Dans les derniers mètres avant d'atteindre le bord de la falaise et de découvrir la vallée entière, Théo s'arrêta. Laure dans ses pas.
« Sur cet itinéraire, avant que le monde ne parte en vrille, je rencontrais toujours des randonneurs. Pas des dizaines mais quelques-uns. Aujourd'hui, j'ai l'impression de vivre dans un monde parallèle, une autre dimension, le monde d'en bas et le monde d'en haut.
- Oui, Théo, mais ce ressenti est influencé par notre statut d'être humain.
- Qu'est-ce que tu veux dire ?
- Les phénomènes naturels nous impressionnent par rapport aux dégâts qu'ils provoquent sur l'humanité mais est-ce que nous réagissions réellement lorsque la beauté de la création ne nous portait pas préjudice, lorsque la quiétude nous entourait ? On se pâmait devant un beau paysage, un beau coucher de soleil, un champ de fleurs mais sans en être bouleversés, sans que ces spectacles ne déclenchent un bouleversement radical, une rupture dans le simple ébahissement épisodique.

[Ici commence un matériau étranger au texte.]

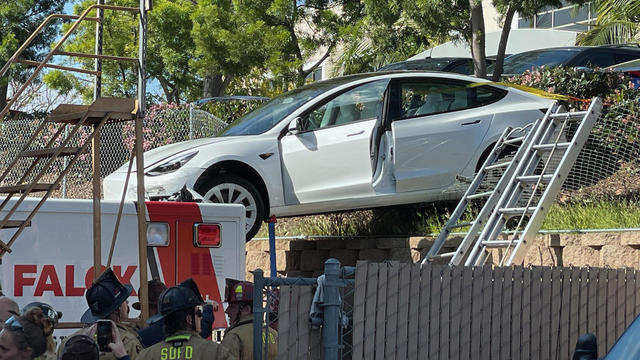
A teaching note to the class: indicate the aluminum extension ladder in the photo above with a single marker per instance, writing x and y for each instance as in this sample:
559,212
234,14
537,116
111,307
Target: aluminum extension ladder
523,194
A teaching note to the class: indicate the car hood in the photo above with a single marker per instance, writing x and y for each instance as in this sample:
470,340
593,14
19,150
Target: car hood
154,156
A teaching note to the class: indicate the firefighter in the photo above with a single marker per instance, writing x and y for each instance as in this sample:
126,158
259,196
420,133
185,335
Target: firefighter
51,318
177,306
239,336
107,299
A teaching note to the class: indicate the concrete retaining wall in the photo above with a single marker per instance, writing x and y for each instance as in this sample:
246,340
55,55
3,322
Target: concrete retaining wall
305,257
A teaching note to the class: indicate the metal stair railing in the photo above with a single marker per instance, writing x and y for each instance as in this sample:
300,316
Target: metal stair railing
526,180
532,177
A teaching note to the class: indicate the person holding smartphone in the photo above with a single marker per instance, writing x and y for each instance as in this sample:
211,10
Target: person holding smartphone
107,299
177,306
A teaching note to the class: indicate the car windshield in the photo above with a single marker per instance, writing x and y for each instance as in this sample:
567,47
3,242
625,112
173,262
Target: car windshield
519,63
268,115
424,64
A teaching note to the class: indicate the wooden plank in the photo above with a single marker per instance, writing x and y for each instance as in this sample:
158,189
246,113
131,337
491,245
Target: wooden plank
293,323
554,318
525,317
630,293
414,313
612,287
359,304
404,299
476,311
505,317
371,311
601,317
621,285
306,296
467,303
425,311
535,333
546,330
574,309
393,271
592,301
583,309
516,308
487,301
450,313
496,311
434,317
381,314
283,322
566,346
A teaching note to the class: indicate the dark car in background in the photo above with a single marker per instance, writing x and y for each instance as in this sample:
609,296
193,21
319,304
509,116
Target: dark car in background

On a vécu comme des enfants gâtés, incapables de réellement prendre conscience … je ne sais pas comment l'exprimer ... On vivait à côté de la nature et maintenant qu'elle nous secoue, on ne voit d'elle que sa puissance destructrice. Parce que c'est notre monde parallèle qu'elle bouleverse … Désolé. Je ne sais pas comment l'expliquer.
- Si, je comprends, Laure. Nous n'avons pas témoigné de notre reconnaissance, pas à la hauteur du cadeau inestimable de la création et maintenant, nous ne voyons que les bouleversements qu'elle nous impose.
- Il m'est arrivé de me demander quelle était la probabilité que la vie se développe sur la Terre. Je ne sais pas si un scientifique a déjà répondu à cette question mais j'imagine que c'est absolument bluffant, déconcertant, au-delà du concevable. Et il en est de même avec moi. Pourquoi moi et pas une autre combinaison entre l'ovule et le spermatozoïde ? Je suis une miraculée et nous le sommes tous. Sur une planète qui est elle-même une énigme scientifique et pour l'instant la seule connue. Et il faudrait pourtant que je sois atterrée, dévastée, désespérée, par les événements dramatiques auxquels nous assistons ? Non, je m'y refuse, non par obstination ou par déni mais parce que la vie est infiniment plus puissante que tous les désastres.
- C'est le monde humain qui est parti en vrille, Laure, pas la nature. Ou alors, il faudrait accepter l'idée que la nature accompagne le mouvement, qu'elle nous imite, peut-être même qu'elle pense nous aider, qu'elle participe délibérément au nettoyage.
- Oui, Théo, on l'a déjà évoqué et l'enchaînement des phénomènes plaide pour cette hypothèse.
- Alors, si c'est bien le cas, nous devons changer de regard. Nous devons changer, intérieurement. Le problème, ça n'est pas la nature, c'est nous. »
Il lui tendit la main, la paume vers le ciel.
"L'homme est capable du meilleur comme du pire, mais c'est vraiment dans le pire qu'il est le meilleur. C'est Grégoire Lacroix qui a écrit ça, il y a longtemps. Il nous reste donc à inverser la tendance. »
Elle serra la main de Théo et ils avancèrent jusqu'au bord de la falaise."